Sleep is the golden chain that ties health and our bodies together.2

We’re usually very clear about whether we feel we’ve had enough sleep or not. Deprivation can quickly affect our healthy physical and mental functions; we may get ‘out of sync’ with our circadian rhythm – the twenty-four-hour pattern, initiated by exposure to sunlight and darkness, which governs the cycle of wakefulness/sleep to which most human bodily processes are set.

It may help us to understand the link between sleep and health if we examine the interaction between the hormones melatonin – the body’s own natural sleeping pill and ‘timekeeper’ – and serotonin which is involved in pain perception, temperature control, blood-pressure regulation, appetite, memory, and mood. During the day, our exposure to natural sunshine stimulates the production of serotonin. As daylight fades and we prepare for sleep, our bodies start secreting melatonin which is derived from serotonin.

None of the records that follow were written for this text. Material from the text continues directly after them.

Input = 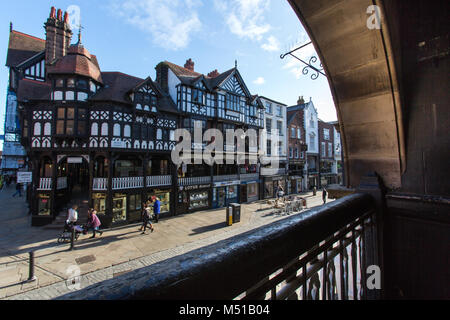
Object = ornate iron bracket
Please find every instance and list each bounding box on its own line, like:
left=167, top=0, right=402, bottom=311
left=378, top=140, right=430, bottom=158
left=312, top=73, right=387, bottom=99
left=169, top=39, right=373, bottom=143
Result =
left=280, top=42, right=327, bottom=80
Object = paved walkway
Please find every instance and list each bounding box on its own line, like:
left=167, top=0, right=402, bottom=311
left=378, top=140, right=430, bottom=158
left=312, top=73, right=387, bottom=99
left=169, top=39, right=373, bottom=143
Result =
left=0, top=186, right=330, bottom=299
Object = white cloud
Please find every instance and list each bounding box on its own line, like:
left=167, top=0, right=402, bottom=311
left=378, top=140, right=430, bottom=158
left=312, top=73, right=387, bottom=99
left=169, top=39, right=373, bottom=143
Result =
left=253, top=77, right=266, bottom=85
left=111, top=0, right=202, bottom=50
left=214, top=0, right=271, bottom=41
left=261, top=36, right=280, bottom=52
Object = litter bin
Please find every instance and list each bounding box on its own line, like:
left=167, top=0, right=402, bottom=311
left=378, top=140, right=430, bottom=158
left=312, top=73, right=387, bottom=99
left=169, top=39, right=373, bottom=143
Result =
left=230, top=203, right=241, bottom=223
left=225, top=206, right=233, bottom=226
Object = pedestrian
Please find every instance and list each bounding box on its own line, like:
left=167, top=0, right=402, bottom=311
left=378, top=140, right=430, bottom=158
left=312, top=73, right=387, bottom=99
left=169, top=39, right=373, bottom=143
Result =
left=153, top=197, right=161, bottom=223
left=322, top=188, right=327, bottom=204
left=139, top=202, right=154, bottom=234
left=87, top=208, right=103, bottom=238
left=13, top=183, right=22, bottom=198
left=277, top=184, right=284, bottom=199
left=6, top=175, right=11, bottom=187
left=66, top=204, right=78, bottom=226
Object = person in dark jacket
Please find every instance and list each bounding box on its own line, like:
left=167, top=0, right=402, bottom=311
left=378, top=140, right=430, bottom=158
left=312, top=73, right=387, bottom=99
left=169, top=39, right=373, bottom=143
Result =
left=322, top=188, right=327, bottom=204
left=13, top=183, right=22, bottom=198
left=153, top=198, right=161, bottom=223
left=87, top=208, right=103, bottom=238
left=139, top=202, right=154, bottom=234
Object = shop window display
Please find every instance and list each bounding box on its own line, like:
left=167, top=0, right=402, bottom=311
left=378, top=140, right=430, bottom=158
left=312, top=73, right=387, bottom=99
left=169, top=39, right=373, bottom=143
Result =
left=154, top=191, right=170, bottom=213
left=38, top=194, right=50, bottom=216
left=92, top=193, right=106, bottom=214
left=189, top=191, right=208, bottom=209
left=112, top=193, right=127, bottom=223
left=247, top=183, right=258, bottom=198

If our lifestyle and sleep pattern upsets this hormonal balance and our circadian rhythm we may notice adverse effects similar to ‘jet lag’ – inability to control speech, access memory, and solve problems. The body may also become more susceptible to disease as the immune system may be compromised.

Good quality sleep is necessary to restore depleted resources, repair damaged cells and chemicals. It may also help to clear away or ‘file’ information and make sense of our experiences and thoughts. “It is a common experience that a problem difficult at night is resolved in the morning after the committee of sleep has worked on it”3 ”

Sleep can ‘escape’ us for a variety of reasons, for example, stress, anxiety, alcohol, physical comfort, environmental influences – “People who say they sleep like a baby usually don’t have one”!4

Strategies to improve quality of sleep include

  • stabilising your circadian rhythm by keeping a regular bedtime
  • exercise, but not too near bedtime
  • limiting stimulants such as nicotine and caffeine. Alcohol is a sedative, but when its effect wears off, sleeping patterns become erratic.
  • not lying awake – worrying about falling asleep keeps you awake. Get up and do something else until you feel sleepy. “A ruffled mind makes a restless pillow”5.
  • eating and drinking a couple of hours before bedtime to avoid indigestion or the need to urinate during the night
  • ‘winding down’ can help you fall asleep – try meditation, relaxing with music or a warm bath.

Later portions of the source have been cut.